Die historische Faserproduktion in der Prignitz und im Havelland war selbstverständlich Teil eines größeren Systems. Entsprechende Anknüpfungspunkte ergeben sich, auch das ist eine Binsenweisheit, oft durch geografische Nähe. So wies das Potsdam Museum – Forum für Kunst und Geschichte am 26. September 2021 auf seiner Facebook-Seite auf ein Guckkastenbild hin, welches den Potsdamer Jägerhof – dass heutige Justizzentrum in der Jägerallee – zeigt: Es war seit 1765 als landesweite Ausbildungsstätte für die einheimische Seidenkultivierung bestimmt.

Denn trotz ungünstiger klimatischer Bedingungen hatte Preußen die Herstellung von Rohseide im Land seit dem frühen 18. Jahrhundert massiv gefördert. Unter anderem riesige Maulbeerbäume in Rathenow weisen bis heute darauf hin (siehe Blog-Eintrag vom 12. Juni 2021). Der Potsdamer Jägerhof war unter dem Großen Kurfürsten außerhalb der Stadt als Fasanerie errichtet worden und bot dann seit 1865 Wohn- und Arbeitsräume für die Seidenkultivateure. Neben heimischer Seide wurden in Potsdam auch aufwendig gefertigtes Mobiliar und Kronleuchter für die Ausstattung der Schlösser produziert. Der Rohstoff für die Seide kam vermutlich aus der Region – von überall dort, wo zielgerichtet Maulbeerbäume als Futterbäume für die Seidenraupen angepflanzt worden waren. Denn insgesamt gab es 1790 im Raum Frankfurt (Oder)-Berlin-Magdeburg etwa drei Millionen Maulbeerbäume und 2.580 Seidenspinnstühle.

Mit dem Wegfall der staatlichen Förderung Anfang des 19. Jahrhunderts brach die Produktion von Rohseide in Preußen zusammen. Vereinzelt wurde sie allerdings noch bis nach dem Zweiten Weltkrieg fortgesetzt, zumal die auf Autarkie bedachten Nationalsozialisten die Produktion noch einmal aufleben ließen. Die Verarbeitung von (dann meistens importierter) Rohseide aber blieb in der Region ansässig – nicht zuletzt wegen der Nähe zum Königshaus. So saß in der Rudolf-Breitscheid-Straße 33 (vormals Lindenstraße 90) in Potsdam-Babelsberg die 1885 gegründete Seidenweberei Kunze & Kraberg, in die 1949 die Krawattenweberei Curt Wollram einzog (vorher in der Nummer 19 – vormals Lindenstraße 84 ansässig). Und in der Friedrich-Engels-Straße 21a (vormals Kaiser-Wilhelm-Straße 1/3, günstig an der Eisenbahnstrecke nach Berlin gelegen) hatte das Berliner Seidenhaus Michels & Cie. 1912 seine neue Produktionsstätte eingerichtet. Dies geht aus dem Internetauftritt der Geschichtswerkstatt Rotes Nowawes hervor.

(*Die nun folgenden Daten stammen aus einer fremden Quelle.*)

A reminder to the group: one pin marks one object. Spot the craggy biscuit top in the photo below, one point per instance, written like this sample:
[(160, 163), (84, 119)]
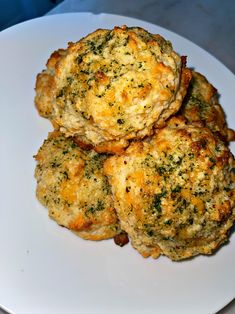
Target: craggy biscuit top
[(174, 193), (201, 105), (71, 184), (113, 85)]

Die üppig ausgestattete Seidenweberei Michels ist in Fachkreisen vor allem auch wegen ihrer Architektur, die von dem Architekten Hermann Muthesius stammt, bekannt. Neuartig war damals die Verbindung von Repräsentation und Arbeitsstätte gelöst worden. Eine Beschreibung dieser Anlage gibt es beim Förderverein des Potsdam-Museums e.V., siehe:

Das Seidenhaus Michaels war 1893 in Krefeld gegründet worden. Und dort gibt es mit dem Haus der Seidenkultur ein heute noch mit authentischem Websaal ausgestattete Produktionsstätte, siehe:

https://seidenkultur.de/

Das kolorierte Blatt von Johann Gottfried Böck zeigt die Fasanerie bei Potsdam um 1740. Hier zogen ab 1765 die Seidenkultivateure ein. Als Guckkastenbild ist es für eine spiegelbildliche Betrachtung gedacht, darum ist die Beschriftung seitenverkehrt. Bild: Potsdam Museum – Forum für Kunst und Geschichte (Foto: Holger Vonderlind)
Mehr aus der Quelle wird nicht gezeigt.